Şimdiye kadar Emperyalizm, karlarına kar katarak insan değerini hiçe saymıştır.  

Doğayı hiç düşünmeden her yeri betonlaştırdı ve havayı kirletti. Doğayı yok ederken insani değerlere ve sağlığına karşı hiç bir tedbir almadı. Büyük şehirler, hava kirliğinden dolayı yaşanılmaz hale gelmiştir.

Bu gün dünyanın içine düştüğü bu zor durum ve çaresizlik hat safhada! Emperyalizmin 'kağıttan kaplan' olduğunu söyleyenlere karşı amansızca  yok etme metodu uygulanıyordu.

Bu işin sonucunda yine fakir halk yığınları iyice fakirleşip ve yoksullaşacaklardır.

Bundan acaba ders çıkartılacak mı, yoksa hiç bir şey olmamış gibi devam mı edilecektir?

Şu bir gerçektir ki, hiç kimse her şeyin eskisi gibi yürümeyeceğini iyice düşünmelidir.

Yenidünya düzeni eskisi gibi olmayacak!

Tüm dünyada; dünyayı kavuran, günlük yaşamı alt üst eden Corona virüsün, başka hastalıklarla birleşmeyeceğinin garantisini kim verebilir ki?  Okulları kapatıp günlük yaşamda insanları caddelerde 2 metre uzakta yürütmekle bu sorunun üstesinden gelineceğini düşünmek, bir yerde güneşi balçıkla sıvamak gibi oluyor.

Corona virüsün girmediği hiç bir ülke kalmadığı gibi, günde çok sayıda insanın yaşamını yitirdiği bir gerçektir.  

İnsanlar, her gün çaresizlik içinde ölüm bekleyişi içine sürülüyor.

 Corona virüsünün aylarca ve senelerce de sürebileceğini ileri süren bilim insanları da var.

Amansızca can alan Corona canavarının tüm ülkelere ne oranda ekonomik zarar vereceği de henüz belli değildir. Durum böyle devam ederse, çoğu ülkenin ekonomisi çökeceği gibi, insanlar ekonomik olarak da yoksullaşacağa benziyor.

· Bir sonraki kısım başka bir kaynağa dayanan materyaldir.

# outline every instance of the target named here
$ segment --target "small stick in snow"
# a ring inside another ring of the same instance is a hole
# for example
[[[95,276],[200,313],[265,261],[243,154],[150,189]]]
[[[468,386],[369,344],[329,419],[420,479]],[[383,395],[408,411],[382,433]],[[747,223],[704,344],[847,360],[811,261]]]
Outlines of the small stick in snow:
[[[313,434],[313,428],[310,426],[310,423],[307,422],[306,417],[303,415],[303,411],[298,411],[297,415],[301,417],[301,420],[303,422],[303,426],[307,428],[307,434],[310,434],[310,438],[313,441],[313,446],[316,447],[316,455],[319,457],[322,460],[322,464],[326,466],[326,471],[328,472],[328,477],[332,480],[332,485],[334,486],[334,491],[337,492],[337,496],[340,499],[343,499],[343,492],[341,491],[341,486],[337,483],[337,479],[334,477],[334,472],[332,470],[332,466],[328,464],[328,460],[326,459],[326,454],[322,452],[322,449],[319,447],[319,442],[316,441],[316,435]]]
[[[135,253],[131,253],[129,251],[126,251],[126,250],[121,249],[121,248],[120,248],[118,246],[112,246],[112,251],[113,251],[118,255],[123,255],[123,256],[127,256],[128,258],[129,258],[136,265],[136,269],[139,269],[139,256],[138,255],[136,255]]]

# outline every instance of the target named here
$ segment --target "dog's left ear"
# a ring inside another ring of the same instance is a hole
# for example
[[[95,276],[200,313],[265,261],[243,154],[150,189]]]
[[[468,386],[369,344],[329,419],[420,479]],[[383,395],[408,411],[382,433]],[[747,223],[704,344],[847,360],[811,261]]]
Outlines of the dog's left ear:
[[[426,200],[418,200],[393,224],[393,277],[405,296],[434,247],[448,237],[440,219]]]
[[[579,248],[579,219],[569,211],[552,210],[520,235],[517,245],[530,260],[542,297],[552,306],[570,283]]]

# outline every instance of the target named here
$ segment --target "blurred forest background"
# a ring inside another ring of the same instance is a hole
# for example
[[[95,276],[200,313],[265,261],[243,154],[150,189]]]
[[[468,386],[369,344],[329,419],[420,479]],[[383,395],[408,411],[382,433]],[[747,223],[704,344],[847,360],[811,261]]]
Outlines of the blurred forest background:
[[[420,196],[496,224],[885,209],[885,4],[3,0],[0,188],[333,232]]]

Hükumetler, tüm dünyada insanları dayanışmaya çağırıyor. İnsanlar korkarak geziyor ve bir birlerine yaklaşmıyorlar. Böylece bireyselleşip, herkes kendi derdine düşüyor. Bu şartlar altında dayanışma sağlanamayacağı gibi,  insanlar, “ bu virüs bana bulaşmasında başka bir şey istemem” diyorlar.

Buna rağmen dayanışma içinde olunmalı ve yardıma ihtiyacı olan yaşlıların alış verişi yapılmalıdır. Corona virüs her yaş grubuna bulaşmasına rağmen yaşlılar, bağışıklık sistemleri zayıf olduğundan daha büyük risk altında. Ölenlerin çoğu yaşlı! 

‘Önerilen tedbirlere uyularak günlük yaşantılarımızı tümden ortadan kaldıralım’ demiyorum.

Doktorların ve bilim adamlarının  tavsiyelerine uyup öyle hareket edilmelidir.

Böyle bir yaşamın ne kadar devam edeceğine hiç kimse bir öngörüde bulunamıyor.

Köklü tedbirler alınmadıkça, bu virüsün kendiliğinden gideceği de pek gözükmüyor.